= Party-directed mediation =

Form of conflict resolution

Party-directed mediation (PDM) is an approach to mediation that seeks to empower each party in a dispute, enabling each party to have more direct influence upon the resolution of a conflict, by offering both means and processes for enhancing the negotiation skills of contenders. The intended prospect of party-directed mediation is to improve upon the ability and willingness of disputants to deal with subsequent differences.

The concept behind party-directed mediation, depending upon the degree to which a case lends itself, is that if and when parties wish to spend the time to acquire the skills necessary to become more effective negotiators, then they can be empowered to achieve a self-directed resolution. The concept is most effective for disputants who wish to have a greater hand in resolving their own conflicts.
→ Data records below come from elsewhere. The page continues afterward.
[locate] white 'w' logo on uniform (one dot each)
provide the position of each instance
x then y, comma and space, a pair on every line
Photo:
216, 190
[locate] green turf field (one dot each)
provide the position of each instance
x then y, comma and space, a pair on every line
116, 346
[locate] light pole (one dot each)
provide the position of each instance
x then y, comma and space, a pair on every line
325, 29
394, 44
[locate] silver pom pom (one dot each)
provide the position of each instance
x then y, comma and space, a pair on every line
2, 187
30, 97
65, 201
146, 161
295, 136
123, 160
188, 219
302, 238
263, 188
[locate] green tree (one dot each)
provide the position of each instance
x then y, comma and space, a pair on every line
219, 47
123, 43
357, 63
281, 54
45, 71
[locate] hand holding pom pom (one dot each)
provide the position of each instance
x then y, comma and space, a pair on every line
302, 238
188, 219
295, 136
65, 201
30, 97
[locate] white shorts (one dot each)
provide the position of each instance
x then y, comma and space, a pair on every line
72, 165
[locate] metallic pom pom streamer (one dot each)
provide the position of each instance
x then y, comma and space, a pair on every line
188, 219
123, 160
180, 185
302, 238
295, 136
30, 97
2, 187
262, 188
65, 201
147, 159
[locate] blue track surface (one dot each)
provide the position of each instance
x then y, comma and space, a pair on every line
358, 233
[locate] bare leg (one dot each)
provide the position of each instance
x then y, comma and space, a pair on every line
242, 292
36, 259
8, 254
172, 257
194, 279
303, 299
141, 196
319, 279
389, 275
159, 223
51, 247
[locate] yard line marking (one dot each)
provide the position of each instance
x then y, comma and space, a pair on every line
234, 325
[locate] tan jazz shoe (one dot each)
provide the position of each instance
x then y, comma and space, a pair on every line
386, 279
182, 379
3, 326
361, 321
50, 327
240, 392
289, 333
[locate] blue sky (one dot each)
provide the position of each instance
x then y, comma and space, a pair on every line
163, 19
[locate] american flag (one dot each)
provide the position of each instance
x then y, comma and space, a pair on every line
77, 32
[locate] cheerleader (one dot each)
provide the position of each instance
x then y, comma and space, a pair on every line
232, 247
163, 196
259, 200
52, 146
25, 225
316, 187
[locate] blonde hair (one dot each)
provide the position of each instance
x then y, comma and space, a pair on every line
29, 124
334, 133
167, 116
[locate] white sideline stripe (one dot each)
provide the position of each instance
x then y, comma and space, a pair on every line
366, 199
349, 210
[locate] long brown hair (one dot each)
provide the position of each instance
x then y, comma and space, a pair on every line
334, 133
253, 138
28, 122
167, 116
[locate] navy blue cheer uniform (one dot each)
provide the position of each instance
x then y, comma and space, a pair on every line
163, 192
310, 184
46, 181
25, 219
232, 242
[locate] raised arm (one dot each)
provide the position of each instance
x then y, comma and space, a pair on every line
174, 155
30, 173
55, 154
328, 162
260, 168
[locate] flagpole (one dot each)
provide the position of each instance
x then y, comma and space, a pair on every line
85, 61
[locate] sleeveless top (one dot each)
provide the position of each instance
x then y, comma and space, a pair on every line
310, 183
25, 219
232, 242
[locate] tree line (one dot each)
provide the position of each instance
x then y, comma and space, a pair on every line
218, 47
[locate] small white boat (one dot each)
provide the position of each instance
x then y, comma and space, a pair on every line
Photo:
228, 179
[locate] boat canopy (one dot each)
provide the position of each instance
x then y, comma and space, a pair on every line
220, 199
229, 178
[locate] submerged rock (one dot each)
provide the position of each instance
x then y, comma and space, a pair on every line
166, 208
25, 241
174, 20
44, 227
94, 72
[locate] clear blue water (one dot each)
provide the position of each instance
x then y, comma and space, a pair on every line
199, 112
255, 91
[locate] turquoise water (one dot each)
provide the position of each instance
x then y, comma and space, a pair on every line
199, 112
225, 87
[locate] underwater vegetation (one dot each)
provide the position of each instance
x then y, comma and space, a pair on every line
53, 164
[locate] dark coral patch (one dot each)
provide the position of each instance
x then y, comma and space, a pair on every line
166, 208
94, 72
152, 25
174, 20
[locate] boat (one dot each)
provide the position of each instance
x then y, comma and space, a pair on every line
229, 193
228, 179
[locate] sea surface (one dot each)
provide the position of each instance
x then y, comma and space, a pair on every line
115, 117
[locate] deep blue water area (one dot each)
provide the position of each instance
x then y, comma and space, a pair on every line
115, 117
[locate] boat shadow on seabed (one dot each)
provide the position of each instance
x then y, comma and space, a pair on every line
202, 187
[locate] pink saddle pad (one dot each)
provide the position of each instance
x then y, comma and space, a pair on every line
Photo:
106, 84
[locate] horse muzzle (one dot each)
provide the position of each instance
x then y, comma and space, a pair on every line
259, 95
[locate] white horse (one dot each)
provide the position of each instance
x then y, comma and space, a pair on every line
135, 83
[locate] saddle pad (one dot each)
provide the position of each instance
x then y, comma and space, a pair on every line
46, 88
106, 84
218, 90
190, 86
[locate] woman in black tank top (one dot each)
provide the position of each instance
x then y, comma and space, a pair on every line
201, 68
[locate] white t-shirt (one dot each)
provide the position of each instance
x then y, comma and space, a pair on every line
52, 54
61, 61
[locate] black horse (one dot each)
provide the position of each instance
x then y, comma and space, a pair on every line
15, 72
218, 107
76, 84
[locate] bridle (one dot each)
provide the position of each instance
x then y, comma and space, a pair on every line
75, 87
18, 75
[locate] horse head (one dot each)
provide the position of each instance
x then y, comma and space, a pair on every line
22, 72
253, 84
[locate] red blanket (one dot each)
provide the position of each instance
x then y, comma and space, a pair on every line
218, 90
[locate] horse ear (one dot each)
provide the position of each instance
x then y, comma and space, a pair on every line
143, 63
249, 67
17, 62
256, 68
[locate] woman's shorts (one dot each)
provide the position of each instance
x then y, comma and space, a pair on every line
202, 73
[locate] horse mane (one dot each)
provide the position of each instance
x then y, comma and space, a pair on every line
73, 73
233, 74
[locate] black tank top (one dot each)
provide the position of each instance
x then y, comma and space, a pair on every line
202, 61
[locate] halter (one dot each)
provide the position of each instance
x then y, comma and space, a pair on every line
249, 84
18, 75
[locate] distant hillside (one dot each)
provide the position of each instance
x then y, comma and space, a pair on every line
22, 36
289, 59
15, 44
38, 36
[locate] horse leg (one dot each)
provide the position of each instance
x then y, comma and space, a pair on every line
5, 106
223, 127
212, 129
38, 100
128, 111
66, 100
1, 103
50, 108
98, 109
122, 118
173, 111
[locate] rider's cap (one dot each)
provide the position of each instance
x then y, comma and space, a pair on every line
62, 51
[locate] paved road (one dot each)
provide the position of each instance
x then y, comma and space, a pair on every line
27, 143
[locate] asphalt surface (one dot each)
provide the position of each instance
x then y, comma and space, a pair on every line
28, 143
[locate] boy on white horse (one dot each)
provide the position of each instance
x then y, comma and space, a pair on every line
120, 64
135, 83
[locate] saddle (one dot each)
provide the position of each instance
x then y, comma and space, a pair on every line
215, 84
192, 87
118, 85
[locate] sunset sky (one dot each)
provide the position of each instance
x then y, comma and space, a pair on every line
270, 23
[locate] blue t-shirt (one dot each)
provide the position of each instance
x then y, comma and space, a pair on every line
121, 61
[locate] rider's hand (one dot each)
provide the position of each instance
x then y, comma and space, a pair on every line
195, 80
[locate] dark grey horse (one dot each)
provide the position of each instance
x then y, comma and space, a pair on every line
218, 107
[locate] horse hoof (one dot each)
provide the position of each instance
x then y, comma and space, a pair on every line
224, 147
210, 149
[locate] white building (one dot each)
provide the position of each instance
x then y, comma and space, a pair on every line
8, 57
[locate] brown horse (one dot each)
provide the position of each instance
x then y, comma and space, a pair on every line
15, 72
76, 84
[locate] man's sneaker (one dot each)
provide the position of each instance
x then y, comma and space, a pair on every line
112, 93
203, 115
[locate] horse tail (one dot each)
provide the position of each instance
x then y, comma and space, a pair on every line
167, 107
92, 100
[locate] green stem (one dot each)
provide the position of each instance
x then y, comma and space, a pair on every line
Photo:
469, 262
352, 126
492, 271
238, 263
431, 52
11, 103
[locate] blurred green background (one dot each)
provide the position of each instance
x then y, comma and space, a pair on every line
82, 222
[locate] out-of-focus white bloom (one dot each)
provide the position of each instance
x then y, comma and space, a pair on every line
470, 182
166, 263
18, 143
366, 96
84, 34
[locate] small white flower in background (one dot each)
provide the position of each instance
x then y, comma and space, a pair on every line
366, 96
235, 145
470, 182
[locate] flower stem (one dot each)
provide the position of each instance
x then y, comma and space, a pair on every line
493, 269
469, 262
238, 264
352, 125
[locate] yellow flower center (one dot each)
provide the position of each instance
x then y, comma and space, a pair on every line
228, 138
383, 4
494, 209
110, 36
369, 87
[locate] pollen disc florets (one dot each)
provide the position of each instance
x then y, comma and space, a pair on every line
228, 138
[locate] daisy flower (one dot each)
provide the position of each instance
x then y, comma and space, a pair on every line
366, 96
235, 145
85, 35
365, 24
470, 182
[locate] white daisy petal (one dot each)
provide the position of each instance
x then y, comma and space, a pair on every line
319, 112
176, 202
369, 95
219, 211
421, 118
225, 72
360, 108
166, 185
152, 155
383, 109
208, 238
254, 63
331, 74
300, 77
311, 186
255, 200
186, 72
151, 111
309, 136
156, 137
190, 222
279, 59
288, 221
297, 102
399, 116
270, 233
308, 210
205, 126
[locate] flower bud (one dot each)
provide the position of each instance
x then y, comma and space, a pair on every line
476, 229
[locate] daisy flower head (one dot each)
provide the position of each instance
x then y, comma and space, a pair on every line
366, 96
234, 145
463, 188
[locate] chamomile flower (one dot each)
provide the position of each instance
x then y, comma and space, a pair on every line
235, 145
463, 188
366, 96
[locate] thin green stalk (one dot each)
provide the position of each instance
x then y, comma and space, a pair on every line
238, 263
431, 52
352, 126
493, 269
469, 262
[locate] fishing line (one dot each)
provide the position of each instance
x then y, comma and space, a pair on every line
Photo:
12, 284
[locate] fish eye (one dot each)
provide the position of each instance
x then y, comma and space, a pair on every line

Party-directed mediation is of special value where individuals or stakeholders will continue to have ongoing interactions, as well as for conflicts with significant interpersonal aspects. As people become more talented negotiators, through adoption of enhanced negotiation skills, they tend to deal more effectively with conflict.

==Essential elements==
Two of the most salient elements of party directed mediation generally are:
- A pre-caucus or pre-mediation meeting between the mediator and each of the parties prior to the joint session, and
- A 'joint session', where parties face each other and speak directly to each other, rather than through the mediator

In some instances, the pre-caucus may be so effective that parties go on to solve their conflict without a mediator. In fact, most people are able to resolve most of their conflicts without a mediator. There are times, however, when mediators are very much needed.

===Pre-caucus===
In the pre-caucus, the mediator meets with each party separately, away from other parties, before they are ever brought together into a joint session. The purpose of the pre-caucus is to help each party release their pent up concerns enough to enable them to gain a broader perspective, and to prepare the parties to pursue their own agenda in the ensuing joint session. This is done through a listening approach called Non-Directive Empathic Listening developed by Gregorio Billikopf and then helping participants through a self-evaluative process and sharing interpersonal negotiation skills with them.

===Joint session===
In the joint session, individuals are situated so they sit face to face in order to address each other directly, rather than through the mediator. To enhance this delegation of responsibility, clients sit facing directly across a table from each other, while the mediator sits at a distance from both. This assures that both parties must address each other, directly. Parties often must be reminded that the mediator is there to help the parties take responsibility for managing their own conflict, rather than to judge between the merits of the position of one party or the other.

==Concept origins==
The party-directed mediation model was developed by Gregorio Billikopf of the University of California. One aspect of the mediation model focuses on listening, using the techniques of client centered therapy developed by Carl Rogers. The role of the mediator is primarily to be a good listener and coach, thereby allowing the parties involved to have free rein over the specific steps taken toward resolving a conflict or achieving a compromise.